Segundo a sindicalista, embora as empresas sejam obrigadas a participar das licitações, os impactos acabam recaindo sobre os trabalhadores, com retirada de direitos, atrasos salariais, férias não pagas e supressão de benefícios.

"A lei criada vem contra o que diz o Governo Federal, por exemplo. O Governo do Estado está reduzindo jornada de trabalho, carga horária de 44 para 40 horas, com redução do salário. E diz às empresas que isso não vai refletir nas negociações, o que não é verdade", pontuou.

Penha Mesquita afirma que a categoria — que representa cerca de 90 mil servidores, sendo "25 mil a 28 mil trabalhadores" afetados pela lei no âmbito estadual — nunca negociou apenas a reposição inflacionária, buscando sempre ganho real para preservar o poder de compra acima do salário mínimo.

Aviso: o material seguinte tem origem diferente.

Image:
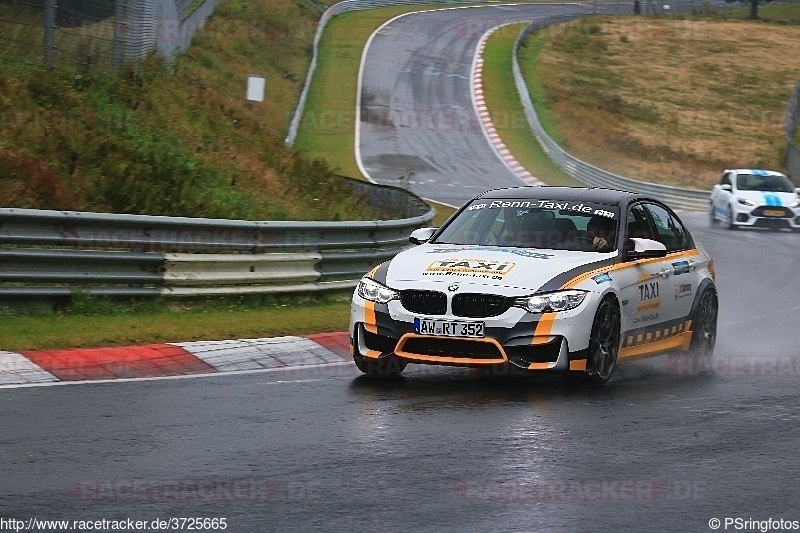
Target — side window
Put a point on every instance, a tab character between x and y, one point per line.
638	223
670	231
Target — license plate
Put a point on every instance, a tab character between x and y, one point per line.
448	328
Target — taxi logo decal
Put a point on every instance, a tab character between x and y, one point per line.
479	268
649	297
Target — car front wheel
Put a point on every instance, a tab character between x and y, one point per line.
729	219
712	217
604	342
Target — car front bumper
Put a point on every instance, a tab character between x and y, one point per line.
765	216
536	342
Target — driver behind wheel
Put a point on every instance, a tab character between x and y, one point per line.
601	231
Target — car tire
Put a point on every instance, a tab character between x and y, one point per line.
704	336
712	218
604	342
384	367
729	219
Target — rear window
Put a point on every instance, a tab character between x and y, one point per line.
771	183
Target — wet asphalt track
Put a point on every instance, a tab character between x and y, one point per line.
417	118
663	447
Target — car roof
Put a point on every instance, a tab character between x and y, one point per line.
573	194
756	171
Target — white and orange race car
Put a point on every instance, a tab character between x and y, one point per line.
548	279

"O trabalhador que recebe menor salário é quem está sendo mais prejudicado. E é quem levanta as instituições. Um hospital não funciona sem os zeladores, uma escola não funciona sem a merendeira, sem a portaria. Todos esses funcionários são terceirizados", lamentou.

Queixas apresentadas pelo sindicato:

  • Impedimento de ganho real: a indexação ao IPCA limita os reajustes à reposição inflacionária, inviabilizando aumentos salariais efetivos.
  • Redução de direitos e salários: o sindicato afirma que mudanças contratuais têm resultado em diminuição da remuneração e perda de benefícios, atingindo principalmente trabalhadores de menor renda, como zeladores, merendeiras e porteiros.
  • Inadimplência das empresas: a pressão por custos mais baixos leva empresas a vencerem licitações com valores considerados inviáveis, o que resulta em atrasos de salários, férias, benefícios e depósitos de FGTS. Penha citou o caso do grupo Criarte, que entrou em colapso após assumir diversos contratos, deixando trabalhadores sem verbas rescisórias.
  • Falta de diálogo: o sindicato afirma ter enviado diversos ofícios solicitando audiência com o governador Elmano de Freitas, sem retorno até o momento.

Próximos passos

Diante do impasse, o Seeaconce encaminhou ofícios a parlamentares, como o deputado estadual Alisson Aguiar (PcdoB) e a senadora Augusta Brito (PT), buscando intermediação.

Paralelamente, o corpo jurídico do sindicato elabora um levantamento detalhado dos prejuízos causados pela aplicação da lei, visando tentar reverter ou alterar os pontos considerados mais prejudiciais à categoria. A intenção é apresentar o estudo ao governador, embora a entidade afirme que Elmano ainda não tem data para recebê-los.

A situação dos trabalhadores terceirizados, descrita por Penha como um "enxugar gelo" diante da rotatividade de empresas e da repetição de problemas estruturais, evidencia a fragilidade da categoria, que a presidente define como "essencial para o funcionamento de hospitais, escolas e repartições públicas".

Governo

A reportagem procurou a Secretaria do Planejamento e Gestão (Seplag) do Ceará para solicitar posicionamento sobre o caso e sobre as demandas da categoria por reuniões. Até o momento da publicação da matéria não houve resposta por parte da gestão. Caso haja retorno, o material será atualizado.